No período de pico da segunda onda de contaminação, com o aumento da ocupação dos leitos de internação, um grupo de pesquisadores do Departamento de Engenharia Elétrica da UFS, em parceria com colaboradores externos, desenvolveu a Spirandi, um sistema de ventilação não-invasiva, baseado em uma máscara, que auxilia o tratamento de pacientes com quadro leve ou moderado de insuficiência respiratória.


Os professores de Engenharia Elétrica da UFS, Elyson Carvalho e José Carvalho, contam que a Spirandi é simples e possui baixo custo, podendo ser utilizada no leito de enfermaria, sendo útil como uma ferramenta para reduzir a lotação de UTIs. Além de ter sido utilizada em hospitais de Sergipe, como o Hospital de Urgências de Sergipe (Huse), o Hospital Fernando Franco e o Hospital São José, a Spirandi chegou aos estados de Alagoas, Pará e Bahia.


“Vale destacar que isso só foi possível devido à mobilização social, que resultou em doações ao projeto, e à parceria entre UFS e o Ministério Público do Trabalho (MPT), que financiou um grande número de máscaras”, ressalta o professor Elyson.


Em outra dimensão da saúde, a professora do Programa de Pós-Graduação em Ciências da Nutrição, Raquel Simões Netto, e sua então mestranda, a nutricionista Marcela Costa desenvolveram pesquisa sobre comportamentos alimentares no período pandêmico. O objetivo foi identificar a relação entre os hábitos alimentares e comportamento de adultos na pandemia.

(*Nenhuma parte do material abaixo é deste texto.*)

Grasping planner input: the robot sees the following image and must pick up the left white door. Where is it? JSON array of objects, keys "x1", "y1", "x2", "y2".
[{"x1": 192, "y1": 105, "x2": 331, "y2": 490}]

“Toda a nossa pesquisa foi estimulada após a decisão do isolamento social. Nos vemos em uma situação inesperada para todos e a nossa preocupação com a alimentação começou a ficar evidente e determinados comportamentos alimentares foram exacerbados. A gente bem sabe que atividade física atua como uma válvula de escape, uma forma de aliviar as tensões do dia a dia. Então partia-se do princípio, será que essas pessoas que têm um nível de atividade física maior, sofreriam também essas alterações no comportamento alimentar?, explica a professora.


Para chegar aos seus resultados, a pesquisa levantou dados entre dois grupos, sedentários e pessoas ativas, e identificou que a atividade física, de fato, consegue proteger a população de comportamentos disfuncionais, como o descontrole alimentar e a alimentação emocional.

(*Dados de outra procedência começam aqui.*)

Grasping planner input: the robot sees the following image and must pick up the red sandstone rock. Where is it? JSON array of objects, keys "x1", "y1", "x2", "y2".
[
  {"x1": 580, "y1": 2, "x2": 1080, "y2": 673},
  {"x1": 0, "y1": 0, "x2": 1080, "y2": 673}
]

Modo e motivos para continuar fomentando pesquisas

Apesar das adversidades impostas pelo período pandêmico e o desestímulo à pesquisa no Brasil, com cortes nos investimentos, essas produções continuam a contribuir através de modelos, resultados, dados estatísticos e discussões para a resolução de problemáticas que atingem diretamente à sociedade.

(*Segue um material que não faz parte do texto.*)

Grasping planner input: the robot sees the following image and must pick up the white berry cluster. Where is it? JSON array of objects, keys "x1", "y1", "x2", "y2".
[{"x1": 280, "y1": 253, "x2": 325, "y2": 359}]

Em uma avaliação da coordenadora do Prosgrap, Renata Ferreira, a pandemia impôs ainda mais a necessidade de produção e divulgação da ciência, utilizando novas técnicas comunicacionais e recursos que auxiliem na popularização do conhecimento.


“De certo modo a gente se distanciou da sociedade, no sentido de como comunicar os resultados. A linguagem utilizada ficou muito distante, por exemplo, vem uma pessoa do sertão, que trabalha na terra, e eu consegui uma solução para não utilizar veneno e agrotóxico, mas e a linguagem que eu uso para conversar com essa pessoa? A pandemia surgiu como uma forma de a gente se reconectar à sociedade. A gente nunca parou de fazer as pesquisas para contribuir e solucionar problemas sociais, mas a nossa comunicação agora está se voltando mais para a sociedade geral”, finalizou.